5 brilliant books on consciousness
Briefly

Consciousness presents deep philosophical puzzles about subjective experience, its relation to physical processes, and its distribution across species and machines. Central questions include whether subjective experience is identical between individuals, whether nonhuman animals or artificial systems can possess consciousness, and whether consciousness transcends physical matter. The historical emergence of the concept and its vocabulary is relatively recent in human thought. Some theories treat consciousness as irreducible and fundamental. Philosophical distinctions separate tractable explanatory problems about information processing from the enigmatic problem of why and how subjective experience arises.
There are some questions surrounding this most basic fact: Do my conscious experiences feel the same as yours? How do they compare to an octopus's? A sea anemone's? Is consciousness limited to biological processes, or can machines experience it as well? Does it exist beyond the physical matter of atoms and elements? And how is my subjective experience shaped from flashes of neuron clusters?

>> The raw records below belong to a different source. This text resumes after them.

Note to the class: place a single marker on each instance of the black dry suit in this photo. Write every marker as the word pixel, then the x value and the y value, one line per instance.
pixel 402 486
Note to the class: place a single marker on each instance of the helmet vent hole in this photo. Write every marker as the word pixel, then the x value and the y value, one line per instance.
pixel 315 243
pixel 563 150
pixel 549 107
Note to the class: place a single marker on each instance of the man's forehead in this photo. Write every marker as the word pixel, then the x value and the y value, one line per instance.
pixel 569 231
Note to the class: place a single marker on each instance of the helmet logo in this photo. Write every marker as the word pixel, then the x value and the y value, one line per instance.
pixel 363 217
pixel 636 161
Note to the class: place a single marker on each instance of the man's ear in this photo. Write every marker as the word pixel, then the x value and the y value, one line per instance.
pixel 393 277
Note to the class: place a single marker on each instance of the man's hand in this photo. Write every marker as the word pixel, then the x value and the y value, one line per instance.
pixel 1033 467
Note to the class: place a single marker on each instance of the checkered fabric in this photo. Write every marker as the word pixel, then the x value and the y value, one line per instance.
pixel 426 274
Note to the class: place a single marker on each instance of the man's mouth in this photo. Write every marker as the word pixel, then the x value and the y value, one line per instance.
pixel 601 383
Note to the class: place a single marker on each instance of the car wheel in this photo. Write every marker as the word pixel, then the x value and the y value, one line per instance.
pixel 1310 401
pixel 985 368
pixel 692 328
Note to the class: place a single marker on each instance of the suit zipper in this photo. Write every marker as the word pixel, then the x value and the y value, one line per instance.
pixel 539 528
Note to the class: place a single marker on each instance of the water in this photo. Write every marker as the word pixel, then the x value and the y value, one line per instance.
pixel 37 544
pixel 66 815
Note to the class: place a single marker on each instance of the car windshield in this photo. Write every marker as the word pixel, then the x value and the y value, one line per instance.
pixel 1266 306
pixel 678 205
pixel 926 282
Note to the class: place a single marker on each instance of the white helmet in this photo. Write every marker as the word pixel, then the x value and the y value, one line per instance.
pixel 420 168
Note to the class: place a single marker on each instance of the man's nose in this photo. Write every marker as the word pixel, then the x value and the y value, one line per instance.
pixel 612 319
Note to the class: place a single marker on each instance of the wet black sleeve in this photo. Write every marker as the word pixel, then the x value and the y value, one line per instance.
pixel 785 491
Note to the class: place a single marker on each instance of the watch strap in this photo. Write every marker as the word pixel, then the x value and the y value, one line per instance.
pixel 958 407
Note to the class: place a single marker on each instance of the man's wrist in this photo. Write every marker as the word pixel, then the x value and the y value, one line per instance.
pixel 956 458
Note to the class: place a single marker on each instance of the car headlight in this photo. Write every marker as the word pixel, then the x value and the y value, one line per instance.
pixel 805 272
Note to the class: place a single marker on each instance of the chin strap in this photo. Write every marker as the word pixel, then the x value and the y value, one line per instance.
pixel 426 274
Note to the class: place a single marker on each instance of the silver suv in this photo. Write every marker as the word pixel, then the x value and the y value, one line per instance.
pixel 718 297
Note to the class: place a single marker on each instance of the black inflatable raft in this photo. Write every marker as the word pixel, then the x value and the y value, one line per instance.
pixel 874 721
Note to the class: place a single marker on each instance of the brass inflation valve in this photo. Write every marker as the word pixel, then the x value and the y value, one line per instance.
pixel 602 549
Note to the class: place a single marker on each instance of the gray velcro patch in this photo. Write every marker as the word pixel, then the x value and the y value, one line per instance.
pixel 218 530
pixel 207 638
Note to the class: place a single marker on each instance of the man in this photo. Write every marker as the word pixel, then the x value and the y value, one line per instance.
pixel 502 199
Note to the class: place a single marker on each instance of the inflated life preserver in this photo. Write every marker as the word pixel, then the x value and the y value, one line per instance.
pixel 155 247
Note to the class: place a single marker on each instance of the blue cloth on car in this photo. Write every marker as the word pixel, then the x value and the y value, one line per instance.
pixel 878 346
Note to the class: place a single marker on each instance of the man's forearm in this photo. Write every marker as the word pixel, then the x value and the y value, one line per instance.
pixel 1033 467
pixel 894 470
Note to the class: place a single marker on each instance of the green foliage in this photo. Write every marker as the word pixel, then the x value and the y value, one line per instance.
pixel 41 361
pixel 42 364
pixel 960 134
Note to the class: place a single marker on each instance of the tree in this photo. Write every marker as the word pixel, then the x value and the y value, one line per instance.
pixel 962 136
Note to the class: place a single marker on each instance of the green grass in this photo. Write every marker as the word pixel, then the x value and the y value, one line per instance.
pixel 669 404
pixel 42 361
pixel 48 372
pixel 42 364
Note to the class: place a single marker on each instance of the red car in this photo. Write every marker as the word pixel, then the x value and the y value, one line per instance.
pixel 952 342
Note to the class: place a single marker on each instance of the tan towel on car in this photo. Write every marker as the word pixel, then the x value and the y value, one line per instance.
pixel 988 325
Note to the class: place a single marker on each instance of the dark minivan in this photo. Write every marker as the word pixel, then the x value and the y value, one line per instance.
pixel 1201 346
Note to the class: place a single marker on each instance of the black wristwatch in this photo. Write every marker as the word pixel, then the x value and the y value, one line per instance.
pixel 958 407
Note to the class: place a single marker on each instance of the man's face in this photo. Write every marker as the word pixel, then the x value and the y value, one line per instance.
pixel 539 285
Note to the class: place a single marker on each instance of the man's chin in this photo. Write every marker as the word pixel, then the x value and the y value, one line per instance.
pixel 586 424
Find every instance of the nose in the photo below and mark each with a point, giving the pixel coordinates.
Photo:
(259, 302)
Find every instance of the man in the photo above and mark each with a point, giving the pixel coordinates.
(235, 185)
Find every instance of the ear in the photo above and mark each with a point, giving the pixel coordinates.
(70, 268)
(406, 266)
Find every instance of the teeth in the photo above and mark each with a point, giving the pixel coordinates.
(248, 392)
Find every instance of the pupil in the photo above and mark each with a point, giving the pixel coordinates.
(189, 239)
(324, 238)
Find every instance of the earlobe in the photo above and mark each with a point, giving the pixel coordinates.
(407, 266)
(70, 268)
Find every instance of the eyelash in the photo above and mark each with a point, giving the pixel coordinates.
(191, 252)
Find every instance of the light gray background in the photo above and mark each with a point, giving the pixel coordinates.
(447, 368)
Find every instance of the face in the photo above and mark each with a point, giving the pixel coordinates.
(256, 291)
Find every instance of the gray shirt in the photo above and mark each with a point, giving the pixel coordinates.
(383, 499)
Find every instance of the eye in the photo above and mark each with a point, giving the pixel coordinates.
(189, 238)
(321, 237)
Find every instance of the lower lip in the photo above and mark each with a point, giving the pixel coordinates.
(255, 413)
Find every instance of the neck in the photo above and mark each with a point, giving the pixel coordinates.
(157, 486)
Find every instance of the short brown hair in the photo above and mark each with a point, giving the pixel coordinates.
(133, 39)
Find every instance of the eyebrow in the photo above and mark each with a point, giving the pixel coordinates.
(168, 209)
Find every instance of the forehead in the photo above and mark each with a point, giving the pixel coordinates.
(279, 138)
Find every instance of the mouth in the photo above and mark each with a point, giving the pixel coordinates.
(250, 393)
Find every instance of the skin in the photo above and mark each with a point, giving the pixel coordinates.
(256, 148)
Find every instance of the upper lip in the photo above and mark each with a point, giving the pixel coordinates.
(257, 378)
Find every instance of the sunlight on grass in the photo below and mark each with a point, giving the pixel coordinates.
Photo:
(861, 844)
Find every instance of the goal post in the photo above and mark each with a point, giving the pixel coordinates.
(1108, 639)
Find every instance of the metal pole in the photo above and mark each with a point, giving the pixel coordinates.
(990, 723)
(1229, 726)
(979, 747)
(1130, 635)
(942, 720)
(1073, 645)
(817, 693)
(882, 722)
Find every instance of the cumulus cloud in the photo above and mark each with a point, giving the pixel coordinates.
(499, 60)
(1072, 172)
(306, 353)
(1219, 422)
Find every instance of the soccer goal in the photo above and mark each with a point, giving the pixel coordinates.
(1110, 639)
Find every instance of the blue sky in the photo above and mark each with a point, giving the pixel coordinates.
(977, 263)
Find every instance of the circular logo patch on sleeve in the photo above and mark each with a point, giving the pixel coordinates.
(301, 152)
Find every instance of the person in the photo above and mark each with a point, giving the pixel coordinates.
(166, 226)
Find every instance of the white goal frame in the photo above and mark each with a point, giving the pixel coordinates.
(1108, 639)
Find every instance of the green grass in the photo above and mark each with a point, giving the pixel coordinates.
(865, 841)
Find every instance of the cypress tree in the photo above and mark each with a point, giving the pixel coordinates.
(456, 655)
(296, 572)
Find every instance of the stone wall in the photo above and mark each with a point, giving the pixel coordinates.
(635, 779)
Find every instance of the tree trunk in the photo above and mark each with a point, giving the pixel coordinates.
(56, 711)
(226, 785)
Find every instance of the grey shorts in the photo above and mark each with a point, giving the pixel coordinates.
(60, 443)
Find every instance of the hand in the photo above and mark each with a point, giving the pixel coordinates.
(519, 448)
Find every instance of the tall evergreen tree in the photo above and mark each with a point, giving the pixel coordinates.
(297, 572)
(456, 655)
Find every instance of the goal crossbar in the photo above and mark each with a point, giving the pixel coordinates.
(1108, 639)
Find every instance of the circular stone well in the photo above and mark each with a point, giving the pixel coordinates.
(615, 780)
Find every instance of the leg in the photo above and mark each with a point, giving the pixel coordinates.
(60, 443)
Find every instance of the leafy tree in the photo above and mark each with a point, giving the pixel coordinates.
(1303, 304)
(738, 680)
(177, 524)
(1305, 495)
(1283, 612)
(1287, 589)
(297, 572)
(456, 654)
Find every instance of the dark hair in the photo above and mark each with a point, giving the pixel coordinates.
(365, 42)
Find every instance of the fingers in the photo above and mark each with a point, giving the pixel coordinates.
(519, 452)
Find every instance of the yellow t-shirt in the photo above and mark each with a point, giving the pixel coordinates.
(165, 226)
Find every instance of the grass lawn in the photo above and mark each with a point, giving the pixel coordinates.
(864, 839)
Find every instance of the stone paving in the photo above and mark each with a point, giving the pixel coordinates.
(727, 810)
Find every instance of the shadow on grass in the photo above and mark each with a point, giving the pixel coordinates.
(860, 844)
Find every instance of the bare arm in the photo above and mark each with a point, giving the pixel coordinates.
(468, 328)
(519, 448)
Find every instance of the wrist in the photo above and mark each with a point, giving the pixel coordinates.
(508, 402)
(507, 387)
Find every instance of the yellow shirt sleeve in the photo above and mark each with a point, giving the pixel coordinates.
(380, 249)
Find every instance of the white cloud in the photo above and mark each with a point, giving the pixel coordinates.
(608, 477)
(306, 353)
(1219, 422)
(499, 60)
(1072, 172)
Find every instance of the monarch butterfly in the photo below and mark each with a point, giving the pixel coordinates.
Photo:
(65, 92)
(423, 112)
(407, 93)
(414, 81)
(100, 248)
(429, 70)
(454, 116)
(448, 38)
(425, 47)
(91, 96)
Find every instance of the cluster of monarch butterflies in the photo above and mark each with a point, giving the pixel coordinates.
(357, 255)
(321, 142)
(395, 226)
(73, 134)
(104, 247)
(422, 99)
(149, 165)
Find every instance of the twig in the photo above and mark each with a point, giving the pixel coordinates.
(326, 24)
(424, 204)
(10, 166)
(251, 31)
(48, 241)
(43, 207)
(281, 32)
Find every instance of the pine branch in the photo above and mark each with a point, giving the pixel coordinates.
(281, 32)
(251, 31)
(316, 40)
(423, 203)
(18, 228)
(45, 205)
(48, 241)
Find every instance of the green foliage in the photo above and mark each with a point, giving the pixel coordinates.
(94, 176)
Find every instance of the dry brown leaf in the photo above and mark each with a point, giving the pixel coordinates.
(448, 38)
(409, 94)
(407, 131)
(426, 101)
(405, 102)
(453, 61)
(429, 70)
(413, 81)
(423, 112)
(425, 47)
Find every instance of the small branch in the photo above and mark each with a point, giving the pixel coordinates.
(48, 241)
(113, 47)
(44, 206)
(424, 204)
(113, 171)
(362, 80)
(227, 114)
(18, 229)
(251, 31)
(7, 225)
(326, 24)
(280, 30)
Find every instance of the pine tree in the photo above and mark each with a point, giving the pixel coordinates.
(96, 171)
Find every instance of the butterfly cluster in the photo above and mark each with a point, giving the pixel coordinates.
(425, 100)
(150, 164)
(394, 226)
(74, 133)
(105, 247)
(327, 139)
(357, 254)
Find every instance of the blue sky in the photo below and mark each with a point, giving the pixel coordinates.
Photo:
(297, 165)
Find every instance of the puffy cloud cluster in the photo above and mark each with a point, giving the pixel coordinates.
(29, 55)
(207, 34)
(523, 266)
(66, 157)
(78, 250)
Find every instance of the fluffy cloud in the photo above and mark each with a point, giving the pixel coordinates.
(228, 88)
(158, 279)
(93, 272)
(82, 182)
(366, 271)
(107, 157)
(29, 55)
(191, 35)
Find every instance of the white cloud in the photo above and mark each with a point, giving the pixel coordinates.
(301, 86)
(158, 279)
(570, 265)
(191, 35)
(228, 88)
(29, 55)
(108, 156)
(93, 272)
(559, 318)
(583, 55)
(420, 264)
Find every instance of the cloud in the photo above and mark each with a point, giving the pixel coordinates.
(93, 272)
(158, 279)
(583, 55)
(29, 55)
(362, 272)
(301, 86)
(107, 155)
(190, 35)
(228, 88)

Each question has numerous competing answers, many plausible yet all incomplete. It's even difficult to say when we became conscious of the problem. Some scholars contend consciousness is a relatively recent development in human history, with Neolithic or earlier humans not experiencing themselves as internal subjects. Even the word consciousness - in our sense of it - is relatively new, not making an appearance until the early modern era when philosophers like René Descartes, John Locke, and Gottfried Leibniz began exploring the issue.